I know this may seem redundant given that default is already documented under Aggregation functions generally.
However, the way some people use the documentation means that they won't see the general aggregation documentation, because that's not what they're looking for.
Example (which is pretty close to my experience, which is what led me to file this issue):
- I want to calculate the total of some field across the records in a queryset.
- I'm pretty sure this will be called Sum, so I hit the documentation to look up that function.
- On the querysets page, I scan down the Contents sidebar on the right.
- I find Sum in the sidebar. Great! I click it.
I'm now scrolled directly to the definition of the Sum function, which says:
Return type: same as input field, or output_field if supplied
Why would I not take that at face value? There's nothing in the definition of Sum that would lead me to scroll up the page to see the general documentation for aggregation functions.
If I'm calling Sum for an IntegerField, the return type is int. I interpret that line as equivalent to Sum(...) -> int
. When in reality it is Sum(...) -> Optional[int]
.
I think a relatively simple fix would be to change this to:
Return type: same as input field, or output_field if supplied.

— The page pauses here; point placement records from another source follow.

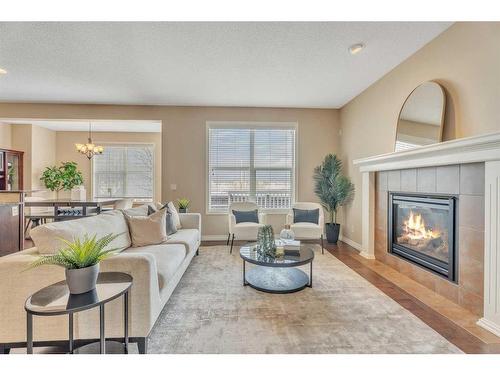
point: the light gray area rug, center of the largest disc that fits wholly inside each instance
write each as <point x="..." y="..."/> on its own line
<point x="212" y="312"/>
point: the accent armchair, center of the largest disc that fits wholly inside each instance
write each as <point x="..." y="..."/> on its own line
<point x="304" y="230"/>
<point x="243" y="230"/>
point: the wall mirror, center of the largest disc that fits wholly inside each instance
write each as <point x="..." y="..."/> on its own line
<point x="421" y="118"/>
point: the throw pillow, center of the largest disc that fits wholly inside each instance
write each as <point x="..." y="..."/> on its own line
<point x="170" y="226"/>
<point x="148" y="230"/>
<point x="246" y="216"/>
<point x="175" y="215"/>
<point x="306" y="216"/>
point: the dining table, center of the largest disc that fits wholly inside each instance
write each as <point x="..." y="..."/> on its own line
<point x="64" y="209"/>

Returns None for empty querysets.
I would suggest adding this for all aggregation functions except Count
.
I guess we should augment the aggregation topic to more clearly highlight the usage of the
Aggregate.default
option added in 4.0 (see #10929) which was meant to be address this exact issue by providing a shorthand that avoids wrapping every aggregate inCoalesce
(Aggregate(default=42)
->Coalesce(Aggregate(), 42)
.Would you be interested in providing documentation adjustments Eric?